Mi sembra però che le considerazioni di Prandato rivelino un doppio fondo. L'autore si porta dietro un "nome d'arte" impegnativo e affascinante, tutt'altro che neutro o lineare. Dietro L'Amico americano che su Bloom offre traduzioni e incroci tra Italia e Stati Uniti si nascondono Wim Wenders e Patricia Highsmith. Insomma, in realtà Prandato è Ripley, un personaggio cinico e complicato, ben poco "simple" e innocente, perfettamente consapevole dei giochi di potere e degli inganni che si nascondono dietro gli slogan. In fondo è un europeo in incognito o un americano visto da lontano, come gli investigatori in impermeabile di Wenders e Polanski, e da questo travestimento deriva tutta una serie di effetti deformanti che intervengono a complicare il gioco dei riferimenti incrociati. Qualcosa del genere capita, per esempio, nella bella ricerca svolta da Gideon Kunda all'interno di un'importante azienda americana che opera nel campo dell'alta tecnologia. Il suo libro, Engineering Culture, mostra quanto sia difficile muoversi attraverso gli schermi e i veli della cultura. Non tanto per chi ci sta dentro, piuttosto per chi osserva da una posizione esterna ma non neutrale. L'israeliano Kunda che svela il proprio background esistenziale e mette in gioco le tensioni che gli vengono dall'essere cittadino di uno stato "artificiale", mostra tutte le difficoltà che caratterizzano un confronto tra modelli culturali differenti. In modo simile L'Amico americano, con il suo elogio del "Keep It Simple", ci propone un pragmatismo complicato ed ironico, tutto europeo: la sua è una semplicità solo apparente, all'insegna di un cinismo eccessivo, da film western. Non alla Sam Peckinpah (troppo lirico e romantico, difficile credergli fino in fondo), ma vicino agli spaghetti di Sergio Leone (che ha saputo deformare l'epica con il grottesco per inventare i suoi capolavori). Un atteggiamento efficace proprio perché si fa carico di tutte le deformazioni prospettiche che derivano dalla distanza che ci separa dall'America e dai suoi miti (cinematografici, culturali e aziendali).

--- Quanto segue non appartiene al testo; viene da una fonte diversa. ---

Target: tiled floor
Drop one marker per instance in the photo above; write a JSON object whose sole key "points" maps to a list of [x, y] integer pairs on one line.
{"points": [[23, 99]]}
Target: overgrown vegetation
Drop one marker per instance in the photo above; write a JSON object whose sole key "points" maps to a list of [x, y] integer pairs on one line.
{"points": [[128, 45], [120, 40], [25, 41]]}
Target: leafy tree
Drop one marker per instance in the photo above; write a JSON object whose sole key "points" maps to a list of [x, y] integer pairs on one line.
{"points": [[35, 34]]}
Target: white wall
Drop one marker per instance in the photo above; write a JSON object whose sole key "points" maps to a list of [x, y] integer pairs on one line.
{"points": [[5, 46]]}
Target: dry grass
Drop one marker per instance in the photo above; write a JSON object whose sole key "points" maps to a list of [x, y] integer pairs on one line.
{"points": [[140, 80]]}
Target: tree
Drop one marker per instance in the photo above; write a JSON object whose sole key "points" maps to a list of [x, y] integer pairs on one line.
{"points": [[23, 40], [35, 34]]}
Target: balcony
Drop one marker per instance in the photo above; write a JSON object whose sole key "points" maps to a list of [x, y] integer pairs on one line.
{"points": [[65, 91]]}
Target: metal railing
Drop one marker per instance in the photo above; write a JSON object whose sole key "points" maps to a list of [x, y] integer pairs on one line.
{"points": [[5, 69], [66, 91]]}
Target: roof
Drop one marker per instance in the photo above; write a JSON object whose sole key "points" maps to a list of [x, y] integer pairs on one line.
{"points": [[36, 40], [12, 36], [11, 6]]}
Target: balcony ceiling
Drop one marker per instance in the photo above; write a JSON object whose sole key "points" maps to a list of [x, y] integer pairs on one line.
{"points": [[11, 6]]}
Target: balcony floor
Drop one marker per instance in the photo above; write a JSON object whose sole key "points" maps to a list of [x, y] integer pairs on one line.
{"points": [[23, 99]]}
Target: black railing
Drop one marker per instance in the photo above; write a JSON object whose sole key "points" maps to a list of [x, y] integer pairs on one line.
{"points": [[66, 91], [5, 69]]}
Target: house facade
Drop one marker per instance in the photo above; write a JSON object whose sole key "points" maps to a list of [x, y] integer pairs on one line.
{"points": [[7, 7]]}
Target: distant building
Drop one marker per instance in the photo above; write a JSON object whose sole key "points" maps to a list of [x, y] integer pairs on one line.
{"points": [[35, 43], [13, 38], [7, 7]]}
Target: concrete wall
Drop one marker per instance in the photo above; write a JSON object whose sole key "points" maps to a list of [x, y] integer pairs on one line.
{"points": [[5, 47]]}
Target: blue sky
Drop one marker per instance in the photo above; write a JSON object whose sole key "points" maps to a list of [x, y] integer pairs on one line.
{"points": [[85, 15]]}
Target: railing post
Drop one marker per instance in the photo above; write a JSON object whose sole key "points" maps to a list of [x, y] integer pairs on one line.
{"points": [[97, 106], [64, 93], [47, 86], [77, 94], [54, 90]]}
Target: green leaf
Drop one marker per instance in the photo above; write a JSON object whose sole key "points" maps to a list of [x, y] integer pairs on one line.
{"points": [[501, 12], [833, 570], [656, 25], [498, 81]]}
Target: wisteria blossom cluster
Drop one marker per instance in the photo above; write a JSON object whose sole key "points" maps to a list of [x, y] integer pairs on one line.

Quindi, all'insegna di Sergio Leone, direi "Spaghetti Simple", o meglio ancora "Keep It Spaghetti Simple" (che non vuol dire niente, ma in questo modo ricompongo l'acronimo che circola per la rete e che Prandato ha amputato della S finale: KISS, ovvero Keep It Simple Stupid). Vorremmo essere semplici e pragmatici, ma siamo i primi a non crederci del tutto. Per prendere le cose dal verso giusto occorre prima rovesciarle e confonderle un po'.


Nota cine-bibliografica
Süss l'ebreo è un famigerato film antisemita girato da Veit Harlan nel 1940. Leni Riefenstahl è la regista che mise il suo straordinario talento visivo a disposizione della propaganda nazista in film come Il trionfo della volontà e Olympia. Mickey Mouse, tra parentesi, era molto apprezzato dai gerarchi nazisti, che vedevano in Walt Disney uno straordinario talento manipolatorio…

L'Amico americano è un film di Wim Wenders del 1977, tratto da un romanzo di Patricia Highsmith, la creatrice di Tom Ripley, cinico e geniale assassino. Gli investigatori in impermeabile sono quelli di Hammett, film di Wenders del 1983 e di Chinatown, diretto da Roman Polanski nel 1974.

Le Norton Lectures di Italo Calvino sono le famose e purtroppo incompiute Lezioni Americane, Garzanti, Milano 1988. Su Bloom ne esiste una di incerta attribuzione, probabilmente apocrifa: cfr. F. Varanini, Flexibility: la sesta lezione americana di Italo Calvino.

Sulla formazione negli Stati Uniti si vedano le ricerche di Marianella Sclavi contenute nel suo A una spanna da terra, Feltrinelli, Milano 1989 e riprese brevemente in Arte di ascoltare e mondi possibili, Le Vespe, Milano 2000. Per quanto riguarda la scuola di Chicago e il suo monopolio politico-culturale si veda il libro di Marco d'Eramo Il Maiale e il grattacielo, Feltrinelli, Milano 1995.

Il libro di Gideon Kunda è stato pubblicato dalle Edizioni di Comunità nel 2000 con il titolo L'ingegneria della cultura.